Worked with documentary films for more than 20 years at the Danish Film Board, as press officer, festival representative and film consultant/commissioner. Co-founder of Balticum Film and TV Festival, Filmkontakt Nord, Documentary of the EU and EDN (European Documentary Network).
Awards: 2004 the Danish Roos Prize for his contribution to the Danish and European documentary culture. 2006 an award for promoting Portuguese documentaries. 2014 he received the EDN Award “for an outstanding contribution to the development of the European documentary culture”. 2016 The Cross of the Knight of the Order for Merits to Lithuania. 2019 a Big Stamp at the 15th edition of ZagrebDox. 2021 receipt of the highest state decoration, Order of the Three Stars, Fourth Class, for the significant contribution to the development and promotion of Latvian documentary cinema outside Latvia.
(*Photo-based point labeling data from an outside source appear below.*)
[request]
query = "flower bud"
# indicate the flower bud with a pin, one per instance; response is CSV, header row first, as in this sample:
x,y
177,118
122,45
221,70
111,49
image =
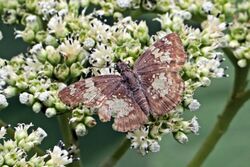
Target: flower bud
x,y
84,3
60,106
1,160
53,55
129,60
28,35
89,43
242,63
37,107
9,16
141,32
10,158
51,40
194,105
48,69
3,102
154,146
74,6
239,32
181,137
89,121
26,98
10,91
33,22
41,36
50,112
75,70
61,71
80,129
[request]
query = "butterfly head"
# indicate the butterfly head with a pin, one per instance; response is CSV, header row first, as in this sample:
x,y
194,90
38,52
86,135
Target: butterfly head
x,y
122,67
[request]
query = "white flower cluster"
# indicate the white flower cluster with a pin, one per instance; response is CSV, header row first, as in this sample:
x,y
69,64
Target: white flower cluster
x,y
14,152
68,46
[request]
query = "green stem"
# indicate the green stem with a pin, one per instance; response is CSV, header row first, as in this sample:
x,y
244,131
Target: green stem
x,y
238,97
11,133
117,154
68,136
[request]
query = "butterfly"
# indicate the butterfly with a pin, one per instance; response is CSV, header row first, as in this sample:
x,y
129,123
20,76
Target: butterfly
x,y
153,87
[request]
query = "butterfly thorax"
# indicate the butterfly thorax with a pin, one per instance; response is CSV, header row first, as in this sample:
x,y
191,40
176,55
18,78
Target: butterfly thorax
x,y
129,77
132,81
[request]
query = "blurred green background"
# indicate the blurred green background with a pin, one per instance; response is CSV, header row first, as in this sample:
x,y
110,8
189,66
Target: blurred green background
x,y
233,150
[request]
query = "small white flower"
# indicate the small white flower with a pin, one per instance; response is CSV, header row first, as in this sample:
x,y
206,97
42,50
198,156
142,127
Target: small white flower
x,y
154,146
36,49
2,132
181,137
214,27
99,31
89,43
124,3
70,47
50,112
26,98
194,105
101,56
37,136
47,7
1,35
57,25
3,101
207,6
31,19
21,131
59,157
194,125
44,96
80,129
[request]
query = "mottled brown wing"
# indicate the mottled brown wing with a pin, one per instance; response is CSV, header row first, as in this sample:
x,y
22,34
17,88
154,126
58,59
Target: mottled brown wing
x,y
167,52
91,92
158,69
121,105
163,90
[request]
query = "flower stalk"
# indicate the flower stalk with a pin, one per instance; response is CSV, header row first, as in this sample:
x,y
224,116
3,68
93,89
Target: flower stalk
x,y
238,97
69,138
11,132
117,154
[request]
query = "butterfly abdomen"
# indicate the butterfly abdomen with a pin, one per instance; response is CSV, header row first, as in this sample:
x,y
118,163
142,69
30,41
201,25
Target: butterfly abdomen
x,y
141,100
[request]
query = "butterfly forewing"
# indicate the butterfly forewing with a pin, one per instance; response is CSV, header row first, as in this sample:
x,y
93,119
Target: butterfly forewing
x,y
91,92
154,84
122,106
166,53
158,70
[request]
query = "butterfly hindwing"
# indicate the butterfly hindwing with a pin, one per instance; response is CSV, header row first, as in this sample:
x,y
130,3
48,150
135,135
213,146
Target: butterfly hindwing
x,y
163,91
121,105
91,92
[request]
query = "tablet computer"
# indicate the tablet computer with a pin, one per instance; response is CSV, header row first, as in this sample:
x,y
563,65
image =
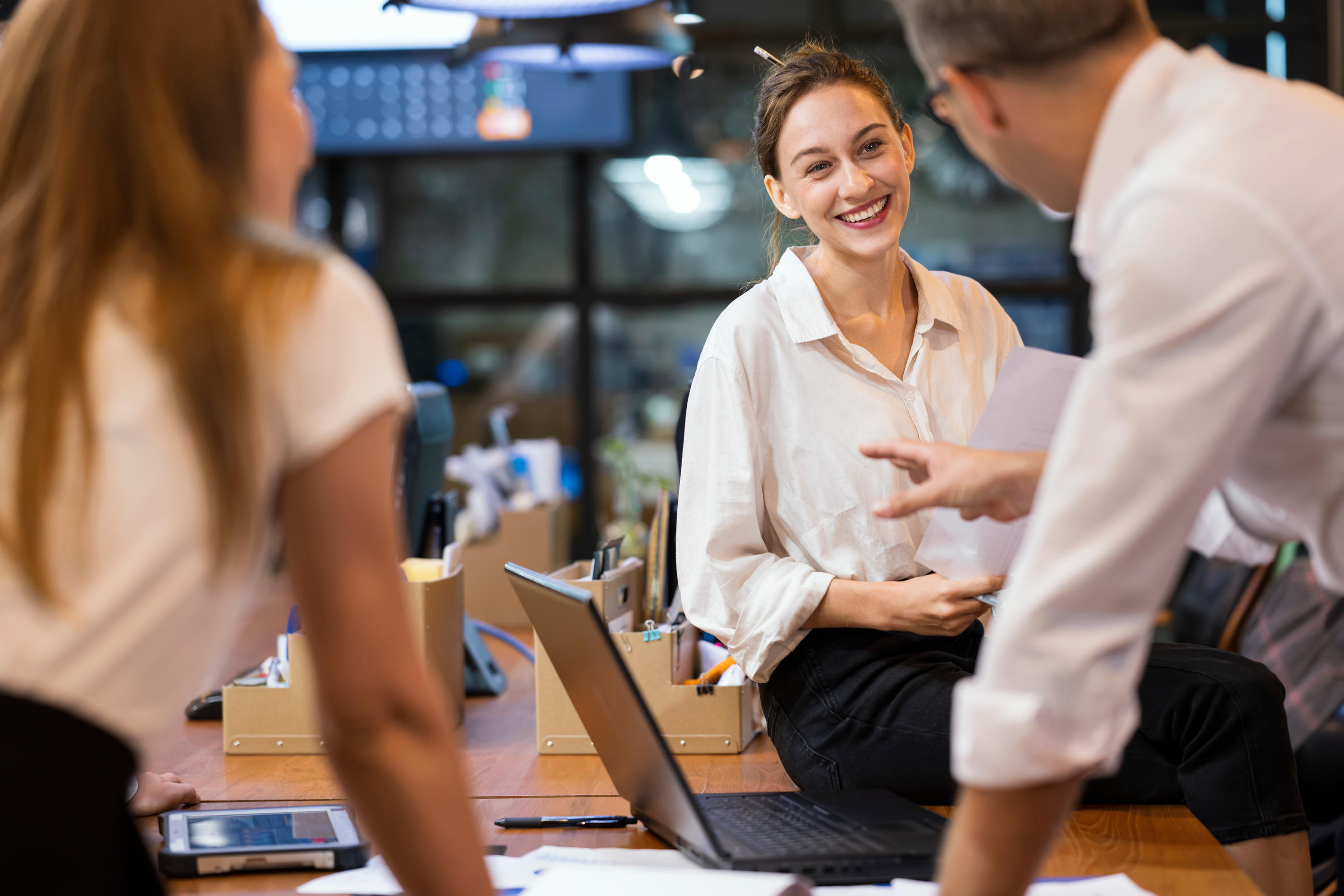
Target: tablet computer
x,y
234,840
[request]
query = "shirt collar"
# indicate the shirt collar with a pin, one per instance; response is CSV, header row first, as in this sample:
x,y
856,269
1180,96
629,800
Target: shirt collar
x,y
1132,124
808,319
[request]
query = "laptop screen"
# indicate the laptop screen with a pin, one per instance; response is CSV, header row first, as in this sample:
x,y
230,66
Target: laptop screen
x,y
613,712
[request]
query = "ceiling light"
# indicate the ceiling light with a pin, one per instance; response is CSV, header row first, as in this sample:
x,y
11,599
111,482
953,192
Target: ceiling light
x,y
526,9
683,14
689,66
639,38
580,57
672,194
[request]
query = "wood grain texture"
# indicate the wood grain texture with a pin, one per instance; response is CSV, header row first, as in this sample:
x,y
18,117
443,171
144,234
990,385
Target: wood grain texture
x,y
499,738
1163,848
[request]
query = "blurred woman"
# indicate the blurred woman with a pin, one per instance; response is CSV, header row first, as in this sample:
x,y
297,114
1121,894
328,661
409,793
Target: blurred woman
x,y
179,378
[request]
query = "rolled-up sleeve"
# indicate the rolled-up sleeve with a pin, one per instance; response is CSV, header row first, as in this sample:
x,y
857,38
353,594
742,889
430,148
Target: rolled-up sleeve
x,y
733,586
1195,347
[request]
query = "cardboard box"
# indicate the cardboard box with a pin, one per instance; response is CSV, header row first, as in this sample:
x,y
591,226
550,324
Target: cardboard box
x,y
694,720
284,720
620,593
535,539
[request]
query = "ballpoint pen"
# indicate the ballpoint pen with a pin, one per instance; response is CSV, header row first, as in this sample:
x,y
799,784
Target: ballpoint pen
x,y
568,821
765,54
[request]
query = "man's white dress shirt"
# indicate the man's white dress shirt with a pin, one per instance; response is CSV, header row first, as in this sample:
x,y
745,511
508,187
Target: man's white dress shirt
x,y
1212,226
775,498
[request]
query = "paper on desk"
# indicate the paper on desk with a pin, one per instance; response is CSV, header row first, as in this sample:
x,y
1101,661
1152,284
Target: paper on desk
x,y
1109,886
561,856
1020,416
585,880
375,879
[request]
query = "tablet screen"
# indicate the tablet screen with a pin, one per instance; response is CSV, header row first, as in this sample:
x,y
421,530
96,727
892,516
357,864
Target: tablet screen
x,y
280,829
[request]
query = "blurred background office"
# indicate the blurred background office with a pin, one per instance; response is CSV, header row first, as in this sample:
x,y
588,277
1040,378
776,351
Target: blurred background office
x,y
558,218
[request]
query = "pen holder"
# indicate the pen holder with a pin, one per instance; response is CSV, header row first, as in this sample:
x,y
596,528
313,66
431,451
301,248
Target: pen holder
x,y
619,593
284,720
537,539
693,719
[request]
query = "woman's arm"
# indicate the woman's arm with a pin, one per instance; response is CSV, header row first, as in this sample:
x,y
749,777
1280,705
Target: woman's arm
x,y
929,605
385,719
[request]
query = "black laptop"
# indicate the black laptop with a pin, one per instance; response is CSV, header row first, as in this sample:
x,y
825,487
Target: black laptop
x,y
830,836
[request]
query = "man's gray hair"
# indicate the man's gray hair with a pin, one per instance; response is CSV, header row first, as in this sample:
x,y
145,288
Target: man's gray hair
x,y
1012,33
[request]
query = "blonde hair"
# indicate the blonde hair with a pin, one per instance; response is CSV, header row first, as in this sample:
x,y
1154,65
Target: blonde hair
x,y
124,137
807,68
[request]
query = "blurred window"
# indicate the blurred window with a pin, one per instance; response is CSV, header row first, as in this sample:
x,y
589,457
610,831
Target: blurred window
x,y
646,359
476,224
488,357
1044,323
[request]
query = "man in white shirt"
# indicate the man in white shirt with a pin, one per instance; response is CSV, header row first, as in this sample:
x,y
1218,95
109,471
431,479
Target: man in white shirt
x,y
1210,204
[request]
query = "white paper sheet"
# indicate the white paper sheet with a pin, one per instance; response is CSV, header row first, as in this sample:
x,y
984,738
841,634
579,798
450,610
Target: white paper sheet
x,y
375,879
587,880
1109,886
1020,416
561,856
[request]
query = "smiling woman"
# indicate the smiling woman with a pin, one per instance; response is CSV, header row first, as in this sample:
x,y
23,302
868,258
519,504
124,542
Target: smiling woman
x,y
846,337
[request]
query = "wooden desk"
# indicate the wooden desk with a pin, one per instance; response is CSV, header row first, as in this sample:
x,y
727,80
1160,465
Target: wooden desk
x,y
1163,848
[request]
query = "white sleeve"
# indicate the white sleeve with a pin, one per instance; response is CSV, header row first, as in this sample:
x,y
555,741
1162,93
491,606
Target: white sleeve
x,y
1200,312
342,364
1217,534
733,586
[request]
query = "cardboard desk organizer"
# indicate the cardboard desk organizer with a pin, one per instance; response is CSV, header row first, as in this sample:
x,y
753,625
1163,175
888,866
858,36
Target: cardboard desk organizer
x,y
693,719
284,720
537,539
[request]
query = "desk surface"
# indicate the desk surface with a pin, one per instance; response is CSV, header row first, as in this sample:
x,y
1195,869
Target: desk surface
x,y
1163,848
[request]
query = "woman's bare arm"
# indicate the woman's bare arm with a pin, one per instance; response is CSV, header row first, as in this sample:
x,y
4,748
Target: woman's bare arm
x,y
386,720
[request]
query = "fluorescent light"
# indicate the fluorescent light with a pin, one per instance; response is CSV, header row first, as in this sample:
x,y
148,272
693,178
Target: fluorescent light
x,y
1276,56
315,26
672,194
533,9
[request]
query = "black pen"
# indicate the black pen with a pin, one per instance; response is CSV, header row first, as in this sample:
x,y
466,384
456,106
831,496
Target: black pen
x,y
568,821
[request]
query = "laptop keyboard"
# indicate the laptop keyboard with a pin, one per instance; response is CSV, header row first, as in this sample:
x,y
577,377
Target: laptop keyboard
x,y
776,825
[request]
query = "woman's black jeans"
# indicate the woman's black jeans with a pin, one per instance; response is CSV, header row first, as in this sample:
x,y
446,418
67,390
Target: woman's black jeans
x,y
862,708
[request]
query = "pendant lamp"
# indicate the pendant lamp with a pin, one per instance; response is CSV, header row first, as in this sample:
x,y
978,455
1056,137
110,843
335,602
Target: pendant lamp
x,y
526,9
615,36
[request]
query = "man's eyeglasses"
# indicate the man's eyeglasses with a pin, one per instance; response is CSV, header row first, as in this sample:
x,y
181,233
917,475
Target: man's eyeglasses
x,y
941,86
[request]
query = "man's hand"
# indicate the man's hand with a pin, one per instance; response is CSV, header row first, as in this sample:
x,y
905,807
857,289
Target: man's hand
x,y
996,484
160,793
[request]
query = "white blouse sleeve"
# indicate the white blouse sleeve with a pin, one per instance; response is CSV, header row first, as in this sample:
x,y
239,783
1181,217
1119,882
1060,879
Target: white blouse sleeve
x,y
342,364
733,586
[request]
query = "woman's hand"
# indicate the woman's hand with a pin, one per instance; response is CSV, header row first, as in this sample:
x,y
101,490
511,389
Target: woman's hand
x,y
929,605
160,793
936,606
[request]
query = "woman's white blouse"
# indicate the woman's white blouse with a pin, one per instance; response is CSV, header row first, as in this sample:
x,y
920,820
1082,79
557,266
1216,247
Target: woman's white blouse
x,y
150,622
775,496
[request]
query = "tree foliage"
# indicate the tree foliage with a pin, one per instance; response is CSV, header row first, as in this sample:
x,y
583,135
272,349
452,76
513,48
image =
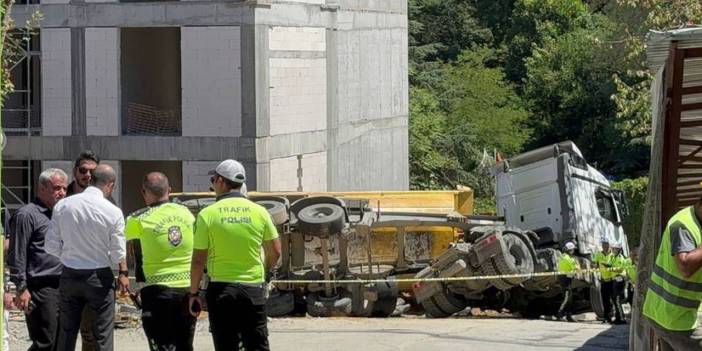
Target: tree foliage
x,y
635,190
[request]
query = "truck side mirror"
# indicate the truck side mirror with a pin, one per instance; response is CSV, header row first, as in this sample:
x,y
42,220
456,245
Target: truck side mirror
x,y
621,203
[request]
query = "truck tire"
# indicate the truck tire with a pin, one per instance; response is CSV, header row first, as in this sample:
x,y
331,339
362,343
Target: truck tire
x,y
280,304
518,259
319,306
386,303
444,304
489,268
432,310
277,210
321,219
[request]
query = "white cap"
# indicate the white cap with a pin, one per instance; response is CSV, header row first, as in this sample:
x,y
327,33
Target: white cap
x,y
232,170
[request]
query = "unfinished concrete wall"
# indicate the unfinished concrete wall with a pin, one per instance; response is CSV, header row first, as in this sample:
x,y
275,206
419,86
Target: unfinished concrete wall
x,y
365,127
369,128
195,177
56,81
297,111
211,78
102,80
312,176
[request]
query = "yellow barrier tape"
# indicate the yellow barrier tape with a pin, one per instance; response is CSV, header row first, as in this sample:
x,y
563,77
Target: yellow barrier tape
x,y
437,279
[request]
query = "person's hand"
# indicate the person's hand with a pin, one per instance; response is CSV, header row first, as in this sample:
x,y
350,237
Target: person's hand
x,y
123,283
22,300
8,301
195,305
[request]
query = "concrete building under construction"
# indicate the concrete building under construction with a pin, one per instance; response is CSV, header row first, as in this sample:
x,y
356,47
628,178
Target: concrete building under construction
x,y
309,94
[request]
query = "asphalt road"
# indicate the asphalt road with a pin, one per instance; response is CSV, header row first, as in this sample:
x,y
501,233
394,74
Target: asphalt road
x,y
405,333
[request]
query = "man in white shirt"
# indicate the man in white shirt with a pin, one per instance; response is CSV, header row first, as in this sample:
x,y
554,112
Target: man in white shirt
x,y
89,240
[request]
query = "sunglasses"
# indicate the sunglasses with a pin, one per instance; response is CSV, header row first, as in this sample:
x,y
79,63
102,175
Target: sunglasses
x,y
83,170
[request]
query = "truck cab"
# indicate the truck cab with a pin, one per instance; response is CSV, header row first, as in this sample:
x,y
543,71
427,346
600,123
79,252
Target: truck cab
x,y
555,193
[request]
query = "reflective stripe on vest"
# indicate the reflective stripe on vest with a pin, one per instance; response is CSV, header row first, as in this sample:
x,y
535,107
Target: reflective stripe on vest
x,y
672,299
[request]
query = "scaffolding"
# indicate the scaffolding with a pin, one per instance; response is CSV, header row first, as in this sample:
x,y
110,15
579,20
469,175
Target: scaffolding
x,y
21,112
21,116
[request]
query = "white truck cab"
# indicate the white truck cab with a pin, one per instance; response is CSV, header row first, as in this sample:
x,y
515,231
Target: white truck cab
x,y
554,192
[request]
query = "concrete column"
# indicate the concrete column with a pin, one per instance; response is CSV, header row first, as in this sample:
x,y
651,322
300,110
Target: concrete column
x,y
78,123
56,88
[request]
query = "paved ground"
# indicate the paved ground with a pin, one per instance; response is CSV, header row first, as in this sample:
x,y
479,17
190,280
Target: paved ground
x,y
405,333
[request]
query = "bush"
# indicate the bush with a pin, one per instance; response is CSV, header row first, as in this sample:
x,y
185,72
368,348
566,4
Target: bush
x,y
635,190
In 2022 he received an honorary award at DocsBarcelona’s 25th edition having served as organizer and programmer since the start of the festival.
From 1996 until 2005 he was the first director of EDN (European Documentary Network). From 2006 a freelance consultant and teacher in workshops like Ex Oriente, DocsBarcelona, Archidoc, Documentary Campus, Storydoc, Baltic Sea Forum, Black Sea DocStories, Caucadoc, CinéDOC Tbilisi, Docudays Kiev, Dealing With the Past Sarajevo FF as well as programme consultant for the festivals Magnificent7 in Belgrade, DOCSBarcelona, Verzio Budapest, Message2Man in St. Petersburg and DOKLeipzig. Teaches at the Zelig Documentary School in Bolzano Italy.